I woke up this morning with my shirt on upside down.
You mean inside out.
No, upside down. I ripped the neck hole in the process of getting it around my waist.
I'm 99% sure that for 3 hours I thought you were British. We must smoke that again.
Ur just texting me random shit. That's what Twitter is for
I'd steal beers with my tail. If I were a monkey.
Some girl in the stall next to me just yelled "fuck yes i started my period!" she came out of the stall and we high fived. who am i to judge? i do that every month.
We got kicked out after you decided to chase your shot using the soda gun behind the bar.
Used my jumper cables as a bottle opener last night.
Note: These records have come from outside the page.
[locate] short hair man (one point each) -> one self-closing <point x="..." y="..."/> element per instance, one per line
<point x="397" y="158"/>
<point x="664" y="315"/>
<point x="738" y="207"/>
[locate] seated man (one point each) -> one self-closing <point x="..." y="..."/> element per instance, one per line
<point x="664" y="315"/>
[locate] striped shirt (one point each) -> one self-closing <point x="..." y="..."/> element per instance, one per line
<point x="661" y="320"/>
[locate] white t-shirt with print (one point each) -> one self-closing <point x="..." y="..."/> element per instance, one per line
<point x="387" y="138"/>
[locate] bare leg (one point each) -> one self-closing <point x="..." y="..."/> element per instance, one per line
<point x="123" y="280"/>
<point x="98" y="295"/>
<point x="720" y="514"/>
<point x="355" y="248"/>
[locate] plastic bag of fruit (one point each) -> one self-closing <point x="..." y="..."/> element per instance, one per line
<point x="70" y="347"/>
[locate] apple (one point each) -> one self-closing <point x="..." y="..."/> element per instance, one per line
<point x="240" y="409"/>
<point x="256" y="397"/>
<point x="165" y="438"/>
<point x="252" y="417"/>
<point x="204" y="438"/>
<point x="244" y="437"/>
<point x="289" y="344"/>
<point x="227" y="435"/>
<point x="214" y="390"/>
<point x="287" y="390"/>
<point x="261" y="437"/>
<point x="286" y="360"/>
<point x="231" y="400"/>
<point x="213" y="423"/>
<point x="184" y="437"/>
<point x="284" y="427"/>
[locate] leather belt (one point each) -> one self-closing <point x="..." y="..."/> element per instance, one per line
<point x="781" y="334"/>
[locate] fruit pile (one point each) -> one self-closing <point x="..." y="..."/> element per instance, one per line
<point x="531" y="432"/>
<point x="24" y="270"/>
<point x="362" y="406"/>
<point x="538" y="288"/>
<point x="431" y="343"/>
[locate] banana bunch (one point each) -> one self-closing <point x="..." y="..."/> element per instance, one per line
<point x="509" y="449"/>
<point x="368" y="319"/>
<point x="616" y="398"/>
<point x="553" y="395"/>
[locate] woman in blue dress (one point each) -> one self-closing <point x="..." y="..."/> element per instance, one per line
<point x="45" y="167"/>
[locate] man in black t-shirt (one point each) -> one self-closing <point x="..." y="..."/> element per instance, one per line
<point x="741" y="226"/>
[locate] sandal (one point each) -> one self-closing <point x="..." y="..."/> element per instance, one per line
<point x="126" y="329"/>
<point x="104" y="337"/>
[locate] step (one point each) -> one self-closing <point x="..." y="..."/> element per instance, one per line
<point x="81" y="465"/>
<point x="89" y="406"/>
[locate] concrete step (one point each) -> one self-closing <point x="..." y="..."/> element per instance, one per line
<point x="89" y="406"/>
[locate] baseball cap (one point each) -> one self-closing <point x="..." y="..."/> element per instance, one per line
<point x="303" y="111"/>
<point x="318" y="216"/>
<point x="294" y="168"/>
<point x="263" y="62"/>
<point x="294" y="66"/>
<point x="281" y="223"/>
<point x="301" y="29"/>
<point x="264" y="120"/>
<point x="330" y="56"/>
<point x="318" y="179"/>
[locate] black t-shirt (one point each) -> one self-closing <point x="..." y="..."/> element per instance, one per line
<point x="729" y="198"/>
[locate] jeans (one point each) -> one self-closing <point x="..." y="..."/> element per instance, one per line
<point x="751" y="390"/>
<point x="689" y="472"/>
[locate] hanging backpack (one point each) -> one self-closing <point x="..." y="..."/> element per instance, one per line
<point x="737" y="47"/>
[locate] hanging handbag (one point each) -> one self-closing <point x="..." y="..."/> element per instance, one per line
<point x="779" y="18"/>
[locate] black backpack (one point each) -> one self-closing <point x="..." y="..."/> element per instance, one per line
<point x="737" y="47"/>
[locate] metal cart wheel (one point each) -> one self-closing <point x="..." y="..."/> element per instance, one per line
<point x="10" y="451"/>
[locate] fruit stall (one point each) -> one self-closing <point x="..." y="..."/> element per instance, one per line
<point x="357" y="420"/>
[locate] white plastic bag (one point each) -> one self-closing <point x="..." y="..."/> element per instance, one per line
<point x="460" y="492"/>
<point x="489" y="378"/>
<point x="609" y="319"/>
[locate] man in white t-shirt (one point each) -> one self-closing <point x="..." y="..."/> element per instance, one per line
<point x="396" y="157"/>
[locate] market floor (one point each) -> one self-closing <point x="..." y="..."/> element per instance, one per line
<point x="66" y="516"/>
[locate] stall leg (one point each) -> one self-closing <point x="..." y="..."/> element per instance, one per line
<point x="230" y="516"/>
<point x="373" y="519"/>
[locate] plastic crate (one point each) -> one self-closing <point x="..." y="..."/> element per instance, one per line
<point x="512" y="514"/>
Really pleased with my problem solving skills.
i ordered a pipe on amazon, and under recommended items, it gave me a top hat. it knows me better than my parents.
You kept trying to use my cat as a napkin.
Dave called me blind fucking drunk thinking he was going to die from drinking with drake bell(wtf?) saying "it's all that drake motherfucker's fault" and later proceeded to tell me "you are my twitter"
Dad stumbling and puking in the White Castle parking lot = Father's Day success
He was the only one not on Xanax so he holds the key to what actually happened last night
I just overheard an "I'm going to get your dick so hard" conversation at Costco.